If you have a cordless lawn mower, you can apply these exact same rules to help your lawn mower survive through the winter months.
Lose your Spark
Help your lawn mower by taking out the spark plug and spraying oil into the cylinder where the spark plug should have been. Recoil the handle a few times to make sure that an even covering of oil has been applied all around the cylinder wall. It is advised that you buy yourself a new spark plug for your own safety before using your lawn mower each spring.
As with most things, the best thing to do with your lawn mower is to thoroughly clean all aspects of it before you put it away for winter. Don’t forget to do this with the air and fuel filters too. If you want to be really specific as to what your mower needs, then check your instruction manual and head to the maintenance section.
This is also the ideal time to replace either of these filters if you feel that this is appropriate, and for some people, it is much easier than trying to clean them (depending on what state the filters are in!)
Do your best to remove all the oil from your mower, and once you are sufficiently happy that you have removed it to the best of your ability, you can apply new oil. The new oil must be the correct type and/or weight as instructed by the manufacturer of your mower so as not to cause any damage.
Be eco-friendly and recycle the old oil. This can be done at a transfer station, repair shop, or auto-parts shop local to where you live.
Having safely and securely taken the spark plug out of your mower, turn your wonderful grass cutter on to its side, making sure that it will not wobble or fall over. Once stable, unbolt and take out the blades of the mower so that you can scrape out any leftover grass cuttings stuck within the deck. It is essential that this is done because grass contains a large percentage of water, and on metal parts, it causes large amounts of rust. Use a putty knife to scrape away the leftover grass and once you are satisfied that the deck is clear, coat it in WD-40.

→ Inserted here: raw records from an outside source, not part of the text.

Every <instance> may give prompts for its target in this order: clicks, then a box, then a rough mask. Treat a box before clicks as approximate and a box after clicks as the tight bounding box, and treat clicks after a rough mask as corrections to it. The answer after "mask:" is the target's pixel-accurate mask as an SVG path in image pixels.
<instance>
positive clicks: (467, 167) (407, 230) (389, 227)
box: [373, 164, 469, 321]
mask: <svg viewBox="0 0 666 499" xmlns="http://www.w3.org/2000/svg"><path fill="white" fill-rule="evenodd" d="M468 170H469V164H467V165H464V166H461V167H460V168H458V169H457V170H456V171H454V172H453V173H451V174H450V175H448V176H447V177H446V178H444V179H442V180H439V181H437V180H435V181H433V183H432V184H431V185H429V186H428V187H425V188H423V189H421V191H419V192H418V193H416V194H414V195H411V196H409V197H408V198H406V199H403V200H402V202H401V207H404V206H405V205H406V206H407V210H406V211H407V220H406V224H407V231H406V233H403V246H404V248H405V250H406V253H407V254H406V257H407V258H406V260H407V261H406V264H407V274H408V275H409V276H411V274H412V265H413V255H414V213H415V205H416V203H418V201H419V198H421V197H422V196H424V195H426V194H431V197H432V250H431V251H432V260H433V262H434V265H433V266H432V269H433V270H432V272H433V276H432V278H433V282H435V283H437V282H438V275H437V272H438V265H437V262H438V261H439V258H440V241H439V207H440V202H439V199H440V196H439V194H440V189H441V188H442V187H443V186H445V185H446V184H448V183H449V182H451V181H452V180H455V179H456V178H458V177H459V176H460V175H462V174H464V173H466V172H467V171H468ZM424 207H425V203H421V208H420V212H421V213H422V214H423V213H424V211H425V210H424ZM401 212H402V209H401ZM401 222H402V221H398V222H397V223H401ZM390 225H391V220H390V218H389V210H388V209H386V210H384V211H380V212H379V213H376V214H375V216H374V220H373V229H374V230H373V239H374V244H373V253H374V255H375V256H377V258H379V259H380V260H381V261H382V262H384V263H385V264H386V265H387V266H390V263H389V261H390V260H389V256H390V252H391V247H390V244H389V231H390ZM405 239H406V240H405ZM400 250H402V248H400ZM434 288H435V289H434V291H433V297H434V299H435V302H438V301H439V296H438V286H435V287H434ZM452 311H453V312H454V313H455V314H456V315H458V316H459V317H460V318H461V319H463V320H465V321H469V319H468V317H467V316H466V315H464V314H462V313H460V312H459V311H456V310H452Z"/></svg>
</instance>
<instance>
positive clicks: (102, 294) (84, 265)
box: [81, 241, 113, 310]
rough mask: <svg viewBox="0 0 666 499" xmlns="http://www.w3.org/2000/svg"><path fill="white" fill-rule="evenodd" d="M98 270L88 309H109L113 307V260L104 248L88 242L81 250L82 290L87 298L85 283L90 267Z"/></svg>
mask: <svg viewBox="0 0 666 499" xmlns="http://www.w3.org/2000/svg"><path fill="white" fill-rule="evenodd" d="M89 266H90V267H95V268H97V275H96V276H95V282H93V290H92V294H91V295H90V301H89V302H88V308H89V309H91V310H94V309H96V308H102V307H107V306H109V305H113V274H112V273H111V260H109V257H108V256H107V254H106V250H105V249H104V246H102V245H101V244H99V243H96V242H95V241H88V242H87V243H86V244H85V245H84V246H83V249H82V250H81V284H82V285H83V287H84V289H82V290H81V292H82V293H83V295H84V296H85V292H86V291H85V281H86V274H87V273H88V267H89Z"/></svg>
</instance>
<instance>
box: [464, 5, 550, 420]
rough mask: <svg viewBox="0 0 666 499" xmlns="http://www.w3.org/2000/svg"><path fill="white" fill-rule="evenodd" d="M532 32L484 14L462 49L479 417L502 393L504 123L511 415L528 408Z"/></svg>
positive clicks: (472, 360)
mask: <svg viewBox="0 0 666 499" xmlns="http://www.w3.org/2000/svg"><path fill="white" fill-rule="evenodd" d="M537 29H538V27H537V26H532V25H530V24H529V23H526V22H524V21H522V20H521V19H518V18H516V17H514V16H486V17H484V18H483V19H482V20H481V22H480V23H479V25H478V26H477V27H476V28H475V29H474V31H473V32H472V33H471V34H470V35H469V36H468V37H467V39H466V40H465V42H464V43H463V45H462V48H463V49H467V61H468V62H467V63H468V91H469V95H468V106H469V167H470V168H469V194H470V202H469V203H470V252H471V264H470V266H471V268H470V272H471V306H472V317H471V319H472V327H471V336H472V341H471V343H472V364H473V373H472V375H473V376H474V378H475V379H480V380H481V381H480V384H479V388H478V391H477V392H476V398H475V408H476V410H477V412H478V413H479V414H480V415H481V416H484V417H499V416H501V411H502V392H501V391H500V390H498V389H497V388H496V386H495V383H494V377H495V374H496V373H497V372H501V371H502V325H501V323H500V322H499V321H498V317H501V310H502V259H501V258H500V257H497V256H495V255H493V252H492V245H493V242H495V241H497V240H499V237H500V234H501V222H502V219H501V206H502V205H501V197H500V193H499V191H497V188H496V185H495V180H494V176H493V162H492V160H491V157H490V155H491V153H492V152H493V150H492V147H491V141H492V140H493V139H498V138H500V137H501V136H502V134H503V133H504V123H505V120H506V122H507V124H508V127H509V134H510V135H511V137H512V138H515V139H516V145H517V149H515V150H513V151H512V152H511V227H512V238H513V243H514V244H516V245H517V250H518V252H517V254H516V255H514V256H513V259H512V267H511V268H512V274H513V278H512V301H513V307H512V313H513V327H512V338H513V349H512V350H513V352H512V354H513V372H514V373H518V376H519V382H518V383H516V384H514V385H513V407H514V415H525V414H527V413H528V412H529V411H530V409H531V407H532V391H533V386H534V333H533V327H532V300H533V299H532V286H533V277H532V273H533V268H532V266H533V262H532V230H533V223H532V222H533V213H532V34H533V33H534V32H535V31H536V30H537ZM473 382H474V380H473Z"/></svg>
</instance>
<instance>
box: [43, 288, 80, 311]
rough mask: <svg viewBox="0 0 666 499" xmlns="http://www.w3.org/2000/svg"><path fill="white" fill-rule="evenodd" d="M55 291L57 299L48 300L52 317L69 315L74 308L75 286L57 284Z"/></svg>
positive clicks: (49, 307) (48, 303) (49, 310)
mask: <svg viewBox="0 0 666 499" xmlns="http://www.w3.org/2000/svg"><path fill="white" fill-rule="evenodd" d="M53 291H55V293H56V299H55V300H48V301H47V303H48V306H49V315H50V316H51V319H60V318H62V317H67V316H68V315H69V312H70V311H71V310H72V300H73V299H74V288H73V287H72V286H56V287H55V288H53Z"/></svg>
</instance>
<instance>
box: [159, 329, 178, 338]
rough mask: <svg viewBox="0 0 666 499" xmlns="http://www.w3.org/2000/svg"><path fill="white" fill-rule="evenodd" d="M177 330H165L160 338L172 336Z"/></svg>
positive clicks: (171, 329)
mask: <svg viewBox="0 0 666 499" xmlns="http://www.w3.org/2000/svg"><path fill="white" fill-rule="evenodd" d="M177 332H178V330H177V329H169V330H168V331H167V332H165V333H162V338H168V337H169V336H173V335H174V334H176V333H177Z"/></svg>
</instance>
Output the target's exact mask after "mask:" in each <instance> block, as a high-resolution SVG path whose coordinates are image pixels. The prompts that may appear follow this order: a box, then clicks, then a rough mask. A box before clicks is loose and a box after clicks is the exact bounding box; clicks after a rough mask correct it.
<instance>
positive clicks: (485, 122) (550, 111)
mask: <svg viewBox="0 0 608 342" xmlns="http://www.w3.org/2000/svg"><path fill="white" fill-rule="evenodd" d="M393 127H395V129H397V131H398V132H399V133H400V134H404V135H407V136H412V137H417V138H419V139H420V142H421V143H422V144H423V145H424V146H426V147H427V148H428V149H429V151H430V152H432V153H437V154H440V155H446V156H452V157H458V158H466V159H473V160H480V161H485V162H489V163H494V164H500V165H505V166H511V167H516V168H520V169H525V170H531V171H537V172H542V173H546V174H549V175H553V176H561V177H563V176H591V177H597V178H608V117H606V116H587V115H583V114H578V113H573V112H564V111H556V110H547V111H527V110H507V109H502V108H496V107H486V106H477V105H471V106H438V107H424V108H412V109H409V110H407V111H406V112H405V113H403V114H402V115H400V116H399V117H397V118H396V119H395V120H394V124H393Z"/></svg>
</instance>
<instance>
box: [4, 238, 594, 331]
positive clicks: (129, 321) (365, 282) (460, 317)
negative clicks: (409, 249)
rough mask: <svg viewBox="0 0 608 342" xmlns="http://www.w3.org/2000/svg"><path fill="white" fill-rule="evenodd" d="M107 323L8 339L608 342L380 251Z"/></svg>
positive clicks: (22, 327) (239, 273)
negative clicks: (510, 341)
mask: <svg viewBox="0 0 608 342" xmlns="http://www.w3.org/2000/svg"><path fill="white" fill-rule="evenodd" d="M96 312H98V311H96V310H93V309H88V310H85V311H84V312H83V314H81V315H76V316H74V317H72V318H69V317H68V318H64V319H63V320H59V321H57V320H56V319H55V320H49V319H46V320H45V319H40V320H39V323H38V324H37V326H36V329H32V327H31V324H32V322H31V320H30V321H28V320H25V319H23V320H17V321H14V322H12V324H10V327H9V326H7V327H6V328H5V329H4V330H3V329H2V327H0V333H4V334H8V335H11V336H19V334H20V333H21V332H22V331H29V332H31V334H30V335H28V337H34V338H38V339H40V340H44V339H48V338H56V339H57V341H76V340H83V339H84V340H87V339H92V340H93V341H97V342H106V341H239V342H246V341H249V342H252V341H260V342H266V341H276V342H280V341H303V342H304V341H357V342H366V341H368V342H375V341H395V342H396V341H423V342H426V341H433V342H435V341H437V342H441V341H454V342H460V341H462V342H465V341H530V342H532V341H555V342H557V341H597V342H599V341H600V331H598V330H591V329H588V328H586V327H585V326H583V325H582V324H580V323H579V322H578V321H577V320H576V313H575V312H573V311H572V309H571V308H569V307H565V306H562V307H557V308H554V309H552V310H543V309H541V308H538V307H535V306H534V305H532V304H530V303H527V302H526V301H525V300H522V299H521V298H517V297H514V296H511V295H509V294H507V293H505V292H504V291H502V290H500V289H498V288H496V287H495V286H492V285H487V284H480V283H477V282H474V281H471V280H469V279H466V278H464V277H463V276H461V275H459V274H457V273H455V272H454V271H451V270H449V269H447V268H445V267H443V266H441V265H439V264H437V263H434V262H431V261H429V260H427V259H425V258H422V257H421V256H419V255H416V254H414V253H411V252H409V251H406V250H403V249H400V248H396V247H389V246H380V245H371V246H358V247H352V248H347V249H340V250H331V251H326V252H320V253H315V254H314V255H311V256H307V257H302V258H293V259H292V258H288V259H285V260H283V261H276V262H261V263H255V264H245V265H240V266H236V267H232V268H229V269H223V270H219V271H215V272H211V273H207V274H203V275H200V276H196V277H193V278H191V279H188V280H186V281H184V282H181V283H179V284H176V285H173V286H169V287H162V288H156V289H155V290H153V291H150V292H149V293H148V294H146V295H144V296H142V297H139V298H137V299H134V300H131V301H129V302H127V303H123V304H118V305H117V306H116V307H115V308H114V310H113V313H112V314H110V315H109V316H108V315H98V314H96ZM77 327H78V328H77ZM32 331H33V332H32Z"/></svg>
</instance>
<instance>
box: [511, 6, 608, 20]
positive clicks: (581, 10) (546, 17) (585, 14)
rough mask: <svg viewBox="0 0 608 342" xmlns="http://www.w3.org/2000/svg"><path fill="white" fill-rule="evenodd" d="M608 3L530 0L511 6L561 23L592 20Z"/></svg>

All knives are more effective when they are sharp and this applies to lawn mowers too. For a quick, clean and easy cut, you must remember to sharpen the blades of your mower at least once per year. If any of the blades are damaged, then it is essential that they are replaced. Balance the blades before you re-install them, but if you are unsure about this, consult your maintenance manual for further guidance. Never remove the blades of your mower without removing the spark plug first.
The final job before putting your mower away for the winter is to do a thorough clean of all of the areas usually forgotten. These are areas such as the engine house, handle, top of the deck, and the wheels. This is a really simple job as it can just be done with a damp cloth and then dried off with a towel. Wherever there is a cable where movement or pivot points are required, high-quality spray lubricant should be sprayed liberally.
Having been through all of the points to help you prepare your lawn mower for storage over winter, it is time to consider the storage process itself. If you are able to keep your mower indoors, then this is the ideal location for it, but for many people, this is not possible due to restricted space. Therefore, in a dry, cool and safe location with a tarp over it will be just as good.
If this is likely to be in a location where pests could be a problem, namely mice, then laying bait stations below the mower is a handy tip to be aware of. Doing so will stop mice from nesting within your mower and from chewing through the wires. This is a common problem with people who store their electrical equipment in sheds and garages, but help is at hand with these top tips.